One example of the many possible variations of this fouling type is shown in Figure 2.

Salt based fouling is typically a result of the presence of calcium or magnesium ions in the feed water to the stripper. To avoid this type of fouling, the water feed to the SWS should not have appreciable water hardness (a standard test for Ca and Mg). Typically, this sort of fouling occurs because of low quality wash water, a problem with the refinery’s water treatment plant, or an ingress of poor quality water into the system (for example, through a leaking water cooler on an upstream unit).

Sour water from coal gasification plants typically contains CaCO3 which requires a pH of 6 to 6.5 to prevent precipitation. Hydrochloric acid is typically used to adjust the water pH to the acceptable range. Unfortunately, the use of a strong acid often results in difficulty meeting ammonia specification in the treated water, thus the acid method should be avoided. Sulphuric acid should be avoided as it will result in sulphur forming side reactions with H2S.

Selenium can precipitate out in a SWS column and is typically grey in colour (this form of selenium normally requires temperatures of 180⁰C (355⁰F), but the presence of amine catalyses its formation.20 It has also in some cases resulted in pink coloured stripped water.

In some rare instances crude oils contain complex chemical scavengers, such as triazine, that can precipitate out of solution. The only prevention for this problem is to avoid adding these chemicals upstream.

While other salts are possible, generally they must be present at much higher concentrations to precipitate than are normally found at steady operating conditions. For example, if very large volumes of caustic enter the system this can create a salt precipitation problem, as seen in Figure 3, and should be kept out of the SWS feed as far as possible. SWS units are (generally) not suitable for treating caustic effluents.

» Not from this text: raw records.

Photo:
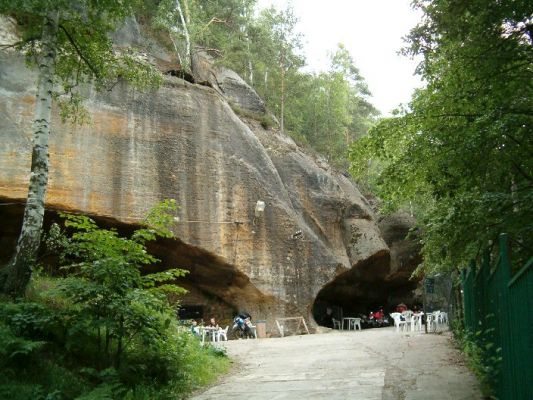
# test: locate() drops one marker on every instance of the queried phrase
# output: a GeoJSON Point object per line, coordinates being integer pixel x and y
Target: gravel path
{"type": "Point", "coordinates": [368, 364]}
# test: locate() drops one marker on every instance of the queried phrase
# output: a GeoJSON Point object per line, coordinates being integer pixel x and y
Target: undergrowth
{"type": "Point", "coordinates": [480, 357]}
{"type": "Point", "coordinates": [99, 329]}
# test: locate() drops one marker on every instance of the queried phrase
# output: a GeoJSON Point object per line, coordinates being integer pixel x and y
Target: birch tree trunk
{"type": "Point", "coordinates": [18, 272]}
{"type": "Point", "coordinates": [188, 54]}
{"type": "Point", "coordinates": [282, 100]}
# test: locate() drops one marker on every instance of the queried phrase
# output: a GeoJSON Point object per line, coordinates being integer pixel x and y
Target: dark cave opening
{"type": "Point", "coordinates": [215, 288]}
{"type": "Point", "coordinates": [358, 291]}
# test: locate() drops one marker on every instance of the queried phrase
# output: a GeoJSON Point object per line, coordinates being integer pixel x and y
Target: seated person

Ammonium carbonate and bicarbonate will sublime from the SWS off-gas in the temperature range 55-75°C (130-167°F). When the gas cools excessively, a solid forms that fouls instruments, control valves and lines. A minimum gas temperature of 85°C should be maintained to prevent sublimation. Checking overhead lines for cold spots should be done on a regular basis. These lines should be insulated and steam traced as a minimum, but steam jacketing is preferred.